Over the past two years, the Urur-Olcott Kuppam Vizha has stoked the villagers’ pride in traditional art forms that are usually dismissed under the disparaging umbrella of ‘the folk arts’: arts such as paraiaattam, koothu and villupaattu. In its third edition, the Vizha is bigger, ambitious and inventive. One of the themes this year is to bring marginalised aesthetics to distinguished venues in Chennai associated with the classical arts. Over the past weekend, in the run-up to the events at the Kuppam, Raga Sudha Hall in Mylapore hosted an unusual performance by Gaana Viji, an artiste who sings at funerals in the ‘gaana’ tradition. “To an audience that has grown tired of listening to classical music, my music was refreshing,” says Viji, an orphan who grew up on the streets of Chennai, after the event. “It is a general misconception that gaana is something sung by drunks in a slum. I have sung in Tamil films and toured 12 countries. I sing not of the gods but of the realities of life and death, and it feels like a victory to be able to do so at this venue,” he says.

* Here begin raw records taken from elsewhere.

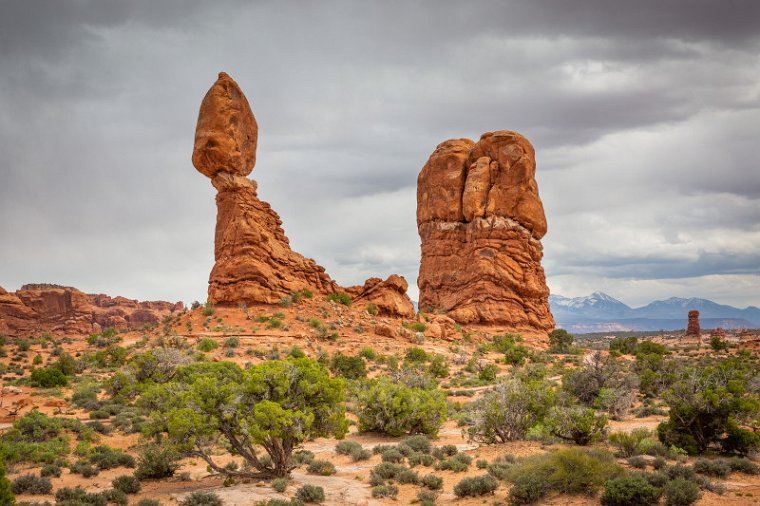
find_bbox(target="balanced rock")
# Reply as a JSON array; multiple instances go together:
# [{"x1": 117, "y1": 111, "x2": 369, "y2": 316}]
[
  {"x1": 417, "y1": 131, "x2": 554, "y2": 338},
  {"x1": 0, "y1": 284, "x2": 184, "y2": 337},
  {"x1": 686, "y1": 309, "x2": 702, "y2": 337},
  {"x1": 193, "y1": 72, "x2": 337, "y2": 305},
  {"x1": 346, "y1": 274, "x2": 415, "y2": 318}
]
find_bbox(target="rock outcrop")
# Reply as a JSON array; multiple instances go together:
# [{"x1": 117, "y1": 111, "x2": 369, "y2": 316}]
[
  {"x1": 417, "y1": 131, "x2": 554, "y2": 338},
  {"x1": 686, "y1": 309, "x2": 702, "y2": 337},
  {"x1": 0, "y1": 284, "x2": 184, "y2": 337},
  {"x1": 346, "y1": 274, "x2": 415, "y2": 318},
  {"x1": 193, "y1": 72, "x2": 338, "y2": 305}
]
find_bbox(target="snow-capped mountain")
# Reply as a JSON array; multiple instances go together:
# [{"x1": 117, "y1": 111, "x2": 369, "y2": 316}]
[
  {"x1": 549, "y1": 292, "x2": 760, "y2": 332},
  {"x1": 549, "y1": 292, "x2": 632, "y2": 318}
]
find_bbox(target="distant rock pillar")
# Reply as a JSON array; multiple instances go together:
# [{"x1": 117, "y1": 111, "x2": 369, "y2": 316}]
[{"x1": 686, "y1": 309, "x2": 702, "y2": 337}]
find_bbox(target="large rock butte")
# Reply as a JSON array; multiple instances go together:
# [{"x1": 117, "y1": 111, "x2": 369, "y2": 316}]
[
  {"x1": 0, "y1": 284, "x2": 184, "y2": 337},
  {"x1": 193, "y1": 72, "x2": 414, "y2": 316},
  {"x1": 417, "y1": 131, "x2": 554, "y2": 338},
  {"x1": 686, "y1": 309, "x2": 702, "y2": 337}
]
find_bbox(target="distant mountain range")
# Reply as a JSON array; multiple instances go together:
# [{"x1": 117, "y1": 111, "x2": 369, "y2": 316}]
[{"x1": 549, "y1": 292, "x2": 760, "y2": 333}]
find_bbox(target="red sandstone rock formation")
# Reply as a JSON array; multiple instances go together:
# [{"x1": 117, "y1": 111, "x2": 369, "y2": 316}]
[
  {"x1": 417, "y1": 131, "x2": 554, "y2": 338},
  {"x1": 193, "y1": 72, "x2": 338, "y2": 305},
  {"x1": 0, "y1": 284, "x2": 184, "y2": 337},
  {"x1": 346, "y1": 274, "x2": 414, "y2": 318},
  {"x1": 686, "y1": 309, "x2": 702, "y2": 337}
]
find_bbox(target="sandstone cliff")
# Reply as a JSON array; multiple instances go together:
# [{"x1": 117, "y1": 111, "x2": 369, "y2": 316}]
[
  {"x1": 0, "y1": 284, "x2": 184, "y2": 337},
  {"x1": 417, "y1": 131, "x2": 554, "y2": 337},
  {"x1": 193, "y1": 72, "x2": 414, "y2": 316}
]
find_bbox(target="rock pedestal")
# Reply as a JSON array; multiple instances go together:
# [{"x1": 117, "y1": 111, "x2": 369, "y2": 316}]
[
  {"x1": 193, "y1": 72, "x2": 338, "y2": 305},
  {"x1": 417, "y1": 131, "x2": 554, "y2": 338},
  {"x1": 686, "y1": 309, "x2": 702, "y2": 337}
]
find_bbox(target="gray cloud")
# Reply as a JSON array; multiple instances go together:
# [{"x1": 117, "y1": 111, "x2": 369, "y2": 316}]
[{"x1": 0, "y1": 0, "x2": 760, "y2": 304}]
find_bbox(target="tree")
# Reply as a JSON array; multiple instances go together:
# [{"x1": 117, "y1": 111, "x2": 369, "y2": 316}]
[
  {"x1": 549, "y1": 329, "x2": 573, "y2": 353},
  {"x1": 357, "y1": 378, "x2": 448, "y2": 436},
  {"x1": 141, "y1": 358, "x2": 348, "y2": 477},
  {"x1": 467, "y1": 378, "x2": 554, "y2": 444},
  {"x1": 547, "y1": 406, "x2": 607, "y2": 446},
  {"x1": 657, "y1": 358, "x2": 760, "y2": 454}
]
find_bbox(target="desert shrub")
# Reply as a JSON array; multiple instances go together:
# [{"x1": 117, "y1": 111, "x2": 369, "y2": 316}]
[
  {"x1": 428, "y1": 353, "x2": 449, "y2": 378},
  {"x1": 467, "y1": 378, "x2": 554, "y2": 444},
  {"x1": 727, "y1": 457, "x2": 760, "y2": 474},
  {"x1": 665, "y1": 478, "x2": 701, "y2": 506},
  {"x1": 626, "y1": 455, "x2": 647, "y2": 469},
  {"x1": 288, "y1": 346, "x2": 306, "y2": 358},
  {"x1": 224, "y1": 336, "x2": 240, "y2": 348},
  {"x1": 335, "y1": 441, "x2": 362, "y2": 455},
  {"x1": 55, "y1": 487, "x2": 108, "y2": 506},
  {"x1": 306, "y1": 460, "x2": 337, "y2": 476},
  {"x1": 406, "y1": 452, "x2": 435, "y2": 467},
  {"x1": 88, "y1": 445, "x2": 135, "y2": 470},
  {"x1": 135, "y1": 444, "x2": 179, "y2": 480},
  {"x1": 40, "y1": 464, "x2": 61, "y2": 478},
  {"x1": 372, "y1": 485, "x2": 398, "y2": 499},
  {"x1": 382, "y1": 448, "x2": 404, "y2": 464},
  {"x1": 662, "y1": 464, "x2": 697, "y2": 481},
  {"x1": 417, "y1": 490, "x2": 438, "y2": 506},
  {"x1": 403, "y1": 434, "x2": 430, "y2": 453},
  {"x1": 507, "y1": 448, "x2": 621, "y2": 504},
  {"x1": 141, "y1": 358, "x2": 346, "y2": 477},
  {"x1": 546, "y1": 406, "x2": 607, "y2": 446},
  {"x1": 404, "y1": 346, "x2": 428, "y2": 362},
  {"x1": 431, "y1": 445, "x2": 459, "y2": 460},
  {"x1": 359, "y1": 346, "x2": 377, "y2": 360},
  {"x1": 0, "y1": 462, "x2": 10, "y2": 506},
  {"x1": 198, "y1": 337, "x2": 219, "y2": 353},
  {"x1": 256, "y1": 497, "x2": 303, "y2": 506},
  {"x1": 330, "y1": 353, "x2": 367, "y2": 379},
  {"x1": 508, "y1": 475, "x2": 551, "y2": 504},
  {"x1": 71, "y1": 385, "x2": 100, "y2": 411},
  {"x1": 99, "y1": 488, "x2": 129, "y2": 506},
  {"x1": 396, "y1": 468, "x2": 420, "y2": 485},
  {"x1": 292, "y1": 450, "x2": 314, "y2": 465},
  {"x1": 369, "y1": 462, "x2": 406, "y2": 484},
  {"x1": 549, "y1": 329, "x2": 573, "y2": 353},
  {"x1": 485, "y1": 455, "x2": 515, "y2": 480},
  {"x1": 657, "y1": 357, "x2": 760, "y2": 455},
  {"x1": 31, "y1": 367, "x2": 69, "y2": 388},
  {"x1": 357, "y1": 378, "x2": 448, "y2": 436},
  {"x1": 600, "y1": 473, "x2": 662, "y2": 506},
  {"x1": 327, "y1": 293, "x2": 351, "y2": 306},
  {"x1": 607, "y1": 427, "x2": 652, "y2": 457},
  {"x1": 504, "y1": 344, "x2": 530, "y2": 365},
  {"x1": 296, "y1": 485, "x2": 325, "y2": 503},
  {"x1": 135, "y1": 499, "x2": 161, "y2": 506},
  {"x1": 435, "y1": 453, "x2": 472, "y2": 473},
  {"x1": 111, "y1": 474, "x2": 141, "y2": 494},
  {"x1": 69, "y1": 460, "x2": 100, "y2": 478},
  {"x1": 11, "y1": 474, "x2": 53, "y2": 495},
  {"x1": 179, "y1": 492, "x2": 224, "y2": 506},
  {"x1": 454, "y1": 474, "x2": 499, "y2": 497},
  {"x1": 693, "y1": 459, "x2": 731, "y2": 478},
  {"x1": 420, "y1": 474, "x2": 443, "y2": 490},
  {"x1": 272, "y1": 478, "x2": 290, "y2": 493},
  {"x1": 351, "y1": 448, "x2": 372, "y2": 462}
]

N Deepan, a 26-year-old who led a group of paraiaattam artistes in a performance at the hall the following day, was pleasantly surprised when an elderly gentleman stood up and started dancing to the rousing drumming. “The audience was the kind you would see in a Carnatic concert and they had many questions about the art form,” he says. The performing group consists of students and young professionals who were once child labourers in Korukkupettai, north Chennai. Thanks to the Arunodaya Centre for Street and Working Children, they trained in several arts, including an ancient tradition of drumming and dancing called paraiattam. “The distinguishing feature of parai is that it evokes emotion and forces you to dance or clap. By definition, it is something that won’t disappoint. Don’t you think such an art form deserves a grand stage?” says Deepan.

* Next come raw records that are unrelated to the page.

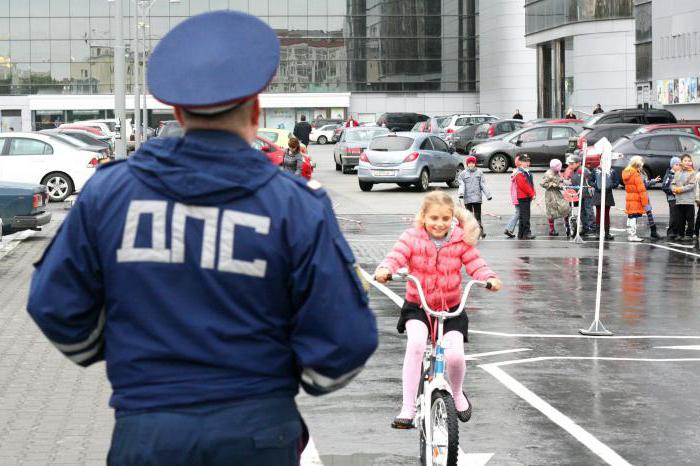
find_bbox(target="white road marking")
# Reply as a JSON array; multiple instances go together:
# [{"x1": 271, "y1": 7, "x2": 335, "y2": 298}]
[
  {"x1": 654, "y1": 345, "x2": 700, "y2": 351},
  {"x1": 464, "y1": 348, "x2": 532, "y2": 361},
  {"x1": 0, "y1": 230, "x2": 36, "y2": 259},
  {"x1": 457, "y1": 448, "x2": 494, "y2": 466},
  {"x1": 359, "y1": 268, "x2": 700, "y2": 340},
  {"x1": 645, "y1": 243, "x2": 700, "y2": 257},
  {"x1": 479, "y1": 364, "x2": 630, "y2": 465},
  {"x1": 668, "y1": 243, "x2": 695, "y2": 249},
  {"x1": 299, "y1": 438, "x2": 323, "y2": 466}
]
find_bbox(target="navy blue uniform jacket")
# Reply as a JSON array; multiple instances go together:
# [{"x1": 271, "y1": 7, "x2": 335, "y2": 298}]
[{"x1": 28, "y1": 131, "x2": 377, "y2": 413}]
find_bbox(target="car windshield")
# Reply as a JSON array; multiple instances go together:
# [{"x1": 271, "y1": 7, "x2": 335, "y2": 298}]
[
  {"x1": 612, "y1": 136, "x2": 630, "y2": 150},
  {"x1": 369, "y1": 136, "x2": 413, "y2": 152},
  {"x1": 345, "y1": 128, "x2": 389, "y2": 142},
  {"x1": 44, "y1": 133, "x2": 87, "y2": 147}
]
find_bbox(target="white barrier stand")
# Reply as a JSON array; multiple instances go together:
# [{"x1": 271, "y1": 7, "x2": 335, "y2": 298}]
[
  {"x1": 572, "y1": 141, "x2": 588, "y2": 244},
  {"x1": 577, "y1": 138, "x2": 613, "y2": 337}
]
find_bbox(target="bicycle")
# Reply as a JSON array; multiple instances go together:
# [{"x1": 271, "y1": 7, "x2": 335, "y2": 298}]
[{"x1": 391, "y1": 269, "x2": 491, "y2": 466}]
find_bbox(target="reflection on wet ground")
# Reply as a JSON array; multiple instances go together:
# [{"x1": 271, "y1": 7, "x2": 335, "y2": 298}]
[{"x1": 300, "y1": 216, "x2": 700, "y2": 465}]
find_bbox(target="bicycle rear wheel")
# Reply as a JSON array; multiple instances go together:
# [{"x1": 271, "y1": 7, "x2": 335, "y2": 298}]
[{"x1": 420, "y1": 390, "x2": 459, "y2": 466}]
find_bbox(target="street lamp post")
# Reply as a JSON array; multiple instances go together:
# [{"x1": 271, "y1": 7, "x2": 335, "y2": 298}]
[{"x1": 114, "y1": 0, "x2": 126, "y2": 159}]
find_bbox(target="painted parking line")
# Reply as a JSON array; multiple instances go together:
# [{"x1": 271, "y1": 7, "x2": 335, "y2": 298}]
[
  {"x1": 479, "y1": 356, "x2": 700, "y2": 465},
  {"x1": 479, "y1": 364, "x2": 630, "y2": 465},
  {"x1": 359, "y1": 267, "x2": 700, "y2": 340},
  {"x1": 464, "y1": 348, "x2": 532, "y2": 361},
  {"x1": 0, "y1": 230, "x2": 36, "y2": 259},
  {"x1": 299, "y1": 438, "x2": 323, "y2": 466}
]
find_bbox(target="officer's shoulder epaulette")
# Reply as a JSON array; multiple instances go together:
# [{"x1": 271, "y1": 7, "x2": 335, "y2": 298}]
[
  {"x1": 97, "y1": 159, "x2": 126, "y2": 170},
  {"x1": 289, "y1": 175, "x2": 326, "y2": 197}
]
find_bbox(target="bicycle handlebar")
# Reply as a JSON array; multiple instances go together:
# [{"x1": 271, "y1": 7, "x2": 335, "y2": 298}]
[{"x1": 390, "y1": 269, "x2": 491, "y2": 319}]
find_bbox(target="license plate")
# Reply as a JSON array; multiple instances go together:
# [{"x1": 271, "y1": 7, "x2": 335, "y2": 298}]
[{"x1": 372, "y1": 170, "x2": 396, "y2": 176}]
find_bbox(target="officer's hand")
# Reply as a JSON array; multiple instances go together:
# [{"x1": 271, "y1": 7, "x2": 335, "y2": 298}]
[
  {"x1": 486, "y1": 278, "x2": 503, "y2": 291},
  {"x1": 374, "y1": 267, "x2": 391, "y2": 283}
]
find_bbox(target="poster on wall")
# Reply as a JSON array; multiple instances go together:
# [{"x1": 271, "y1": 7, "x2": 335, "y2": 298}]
[
  {"x1": 678, "y1": 78, "x2": 688, "y2": 104},
  {"x1": 688, "y1": 78, "x2": 698, "y2": 104}
]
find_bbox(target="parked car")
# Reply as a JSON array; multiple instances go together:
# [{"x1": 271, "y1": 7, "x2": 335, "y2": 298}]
[
  {"x1": 309, "y1": 118, "x2": 343, "y2": 128},
  {"x1": 465, "y1": 120, "x2": 524, "y2": 152},
  {"x1": 309, "y1": 123, "x2": 338, "y2": 144},
  {"x1": 251, "y1": 136, "x2": 314, "y2": 180},
  {"x1": 612, "y1": 131, "x2": 700, "y2": 179},
  {"x1": 584, "y1": 108, "x2": 676, "y2": 126},
  {"x1": 54, "y1": 128, "x2": 114, "y2": 156},
  {"x1": 39, "y1": 129, "x2": 112, "y2": 163},
  {"x1": 0, "y1": 133, "x2": 99, "y2": 201},
  {"x1": 634, "y1": 123, "x2": 700, "y2": 137},
  {"x1": 440, "y1": 114, "x2": 498, "y2": 137},
  {"x1": 469, "y1": 124, "x2": 583, "y2": 173},
  {"x1": 377, "y1": 112, "x2": 429, "y2": 131},
  {"x1": 333, "y1": 126, "x2": 389, "y2": 173},
  {"x1": 0, "y1": 181, "x2": 51, "y2": 237},
  {"x1": 567, "y1": 123, "x2": 639, "y2": 168},
  {"x1": 449, "y1": 125, "x2": 479, "y2": 154},
  {"x1": 357, "y1": 132, "x2": 464, "y2": 191}
]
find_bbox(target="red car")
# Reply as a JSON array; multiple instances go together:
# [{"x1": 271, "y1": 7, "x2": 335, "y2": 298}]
[
  {"x1": 252, "y1": 136, "x2": 314, "y2": 180},
  {"x1": 632, "y1": 123, "x2": 700, "y2": 137}
]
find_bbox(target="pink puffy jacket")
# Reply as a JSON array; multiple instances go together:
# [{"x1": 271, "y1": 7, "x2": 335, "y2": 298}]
[{"x1": 379, "y1": 226, "x2": 496, "y2": 310}]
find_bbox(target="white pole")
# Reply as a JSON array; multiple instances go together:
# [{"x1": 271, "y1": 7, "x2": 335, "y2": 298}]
[
  {"x1": 114, "y1": 0, "x2": 126, "y2": 159},
  {"x1": 574, "y1": 142, "x2": 588, "y2": 243},
  {"x1": 141, "y1": 17, "x2": 148, "y2": 142},
  {"x1": 131, "y1": 0, "x2": 141, "y2": 150},
  {"x1": 595, "y1": 166, "x2": 608, "y2": 322}
]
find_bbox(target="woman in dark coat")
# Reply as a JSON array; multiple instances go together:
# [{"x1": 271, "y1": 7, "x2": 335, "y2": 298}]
[
  {"x1": 282, "y1": 137, "x2": 304, "y2": 176},
  {"x1": 589, "y1": 167, "x2": 620, "y2": 241}
]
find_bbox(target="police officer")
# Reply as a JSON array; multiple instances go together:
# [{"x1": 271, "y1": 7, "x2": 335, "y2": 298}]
[{"x1": 28, "y1": 11, "x2": 377, "y2": 466}]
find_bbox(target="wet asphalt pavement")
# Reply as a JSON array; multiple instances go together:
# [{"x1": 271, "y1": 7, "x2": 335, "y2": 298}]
[{"x1": 299, "y1": 215, "x2": 700, "y2": 466}]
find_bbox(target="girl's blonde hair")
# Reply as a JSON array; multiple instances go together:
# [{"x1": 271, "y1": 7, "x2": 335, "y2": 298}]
[
  {"x1": 627, "y1": 155, "x2": 644, "y2": 170},
  {"x1": 415, "y1": 191, "x2": 481, "y2": 246}
]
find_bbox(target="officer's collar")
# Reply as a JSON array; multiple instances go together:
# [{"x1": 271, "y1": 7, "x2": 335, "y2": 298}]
[{"x1": 185, "y1": 129, "x2": 250, "y2": 149}]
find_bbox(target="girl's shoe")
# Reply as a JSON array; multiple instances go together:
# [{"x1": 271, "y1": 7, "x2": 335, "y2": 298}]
[
  {"x1": 391, "y1": 418, "x2": 412, "y2": 430},
  {"x1": 457, "y1": 392, "x2": 472, "y2": 422}
]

The Vizha comes at a time when Tamil youth are redefining their identity as challengers of the regime. By providing an equal platform to less-appreciated Tamil arts, Krishna, who won the Ramon Magsaysay award for 2016, has cleared the exalted air around classical music. The festival is, equally, an effort to terraform the Carnatic music world by encouraging musicians to perform for different audiences. Vidya Kalyanaraman, a 30-year-old Carnatic vocalist who will sing at the Kuppam along with three other musicians, says she is looking forward to it. “It is a nice contrast after the kutcheri season. We are working on a different sort of concert, including pieces like a Bharatidasan song about nature that wouldn’t quite fit into a traditional kutcheri. At the same time, we don’t want to restrict ourselves to Tamil. Who is to say the audience will not enjoy Telugu compositions just as much?” she says. Like most Carnatic musicians, Kalyanaraman has sung at the grandest of venues and at temples so small they have had to put up a tent outside. “Even at these obscure temples, it is the usual temple-going crowd that attends the concerts. With the Urur-Olcott festival, our music can reach a wider audience, and I wouldn’t miss it for anything,” she adds.

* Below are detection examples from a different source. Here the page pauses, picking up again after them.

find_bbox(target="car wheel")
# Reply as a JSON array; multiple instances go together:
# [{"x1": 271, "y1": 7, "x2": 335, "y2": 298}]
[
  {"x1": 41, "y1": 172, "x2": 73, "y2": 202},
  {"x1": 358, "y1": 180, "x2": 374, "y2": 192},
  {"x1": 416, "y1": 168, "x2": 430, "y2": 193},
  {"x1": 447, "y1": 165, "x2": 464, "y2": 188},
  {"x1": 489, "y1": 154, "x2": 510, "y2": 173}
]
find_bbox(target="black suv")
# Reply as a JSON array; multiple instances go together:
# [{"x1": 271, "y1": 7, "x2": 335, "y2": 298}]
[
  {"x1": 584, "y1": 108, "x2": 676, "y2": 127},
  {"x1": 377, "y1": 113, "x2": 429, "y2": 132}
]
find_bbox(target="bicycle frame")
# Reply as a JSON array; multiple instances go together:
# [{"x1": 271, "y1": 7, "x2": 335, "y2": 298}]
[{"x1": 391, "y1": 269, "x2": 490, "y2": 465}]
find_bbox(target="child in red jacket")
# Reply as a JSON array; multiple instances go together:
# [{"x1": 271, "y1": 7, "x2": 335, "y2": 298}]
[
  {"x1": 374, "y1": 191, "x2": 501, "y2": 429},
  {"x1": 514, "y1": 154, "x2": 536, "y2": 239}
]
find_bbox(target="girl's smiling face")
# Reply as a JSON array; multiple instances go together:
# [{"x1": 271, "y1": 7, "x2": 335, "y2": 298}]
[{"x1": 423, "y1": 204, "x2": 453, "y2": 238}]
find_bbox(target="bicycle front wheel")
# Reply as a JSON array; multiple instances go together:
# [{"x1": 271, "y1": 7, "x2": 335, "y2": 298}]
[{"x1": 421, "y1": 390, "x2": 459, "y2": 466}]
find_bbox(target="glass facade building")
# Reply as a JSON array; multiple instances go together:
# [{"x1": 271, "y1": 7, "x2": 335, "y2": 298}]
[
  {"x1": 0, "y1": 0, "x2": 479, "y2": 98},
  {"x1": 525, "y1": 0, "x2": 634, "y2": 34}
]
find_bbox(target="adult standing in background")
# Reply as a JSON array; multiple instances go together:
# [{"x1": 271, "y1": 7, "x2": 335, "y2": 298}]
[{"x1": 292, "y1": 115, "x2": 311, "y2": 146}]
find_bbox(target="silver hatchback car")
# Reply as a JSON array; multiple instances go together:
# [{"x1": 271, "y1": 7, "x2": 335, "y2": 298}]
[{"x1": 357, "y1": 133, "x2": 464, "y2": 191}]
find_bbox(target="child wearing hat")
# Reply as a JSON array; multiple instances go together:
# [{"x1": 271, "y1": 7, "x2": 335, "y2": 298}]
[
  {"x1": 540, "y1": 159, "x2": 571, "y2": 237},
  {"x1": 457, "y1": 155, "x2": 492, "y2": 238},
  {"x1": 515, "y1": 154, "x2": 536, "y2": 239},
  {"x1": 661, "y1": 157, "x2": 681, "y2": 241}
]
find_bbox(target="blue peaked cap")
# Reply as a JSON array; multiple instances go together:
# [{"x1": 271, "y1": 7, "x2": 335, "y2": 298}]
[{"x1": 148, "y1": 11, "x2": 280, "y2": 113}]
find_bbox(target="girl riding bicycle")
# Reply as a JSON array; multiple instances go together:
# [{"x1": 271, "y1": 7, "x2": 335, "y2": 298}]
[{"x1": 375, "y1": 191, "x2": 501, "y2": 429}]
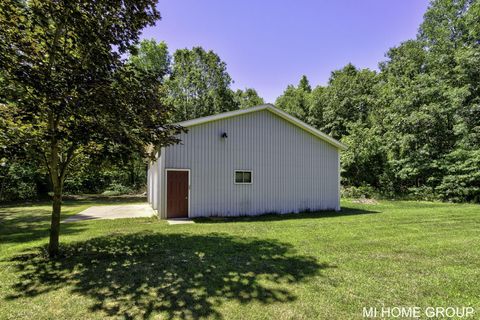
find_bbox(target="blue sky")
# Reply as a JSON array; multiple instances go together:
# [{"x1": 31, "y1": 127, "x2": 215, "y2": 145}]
[{"x1": 143, "y1": 0, "x2": 428, "y2": 102}]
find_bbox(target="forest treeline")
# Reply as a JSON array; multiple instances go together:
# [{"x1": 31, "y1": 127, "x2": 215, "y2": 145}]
[{"x1": 0, "y1": 0, "x2": 480, "y2": 202}]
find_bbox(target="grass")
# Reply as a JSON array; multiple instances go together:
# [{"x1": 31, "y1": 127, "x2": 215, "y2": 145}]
[{"x1": 0, "y1": 199, "x2": 480, "y2": 320}]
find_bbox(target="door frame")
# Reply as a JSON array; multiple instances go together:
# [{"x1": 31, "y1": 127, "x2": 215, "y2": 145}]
[{"x1": 165, "y1": 168, "x2": 191, "y2": 219}]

It is also about taking music to everyday public spaces. The blinkers are off and young Carnatic musicians participating in the festival are preparing to hop on and off public buses in a novel relay concert. They are beginning to think critically about themselves and their environment and wondering what music can mean beyond the art itself. It is time to unlearn the Margazhi experience.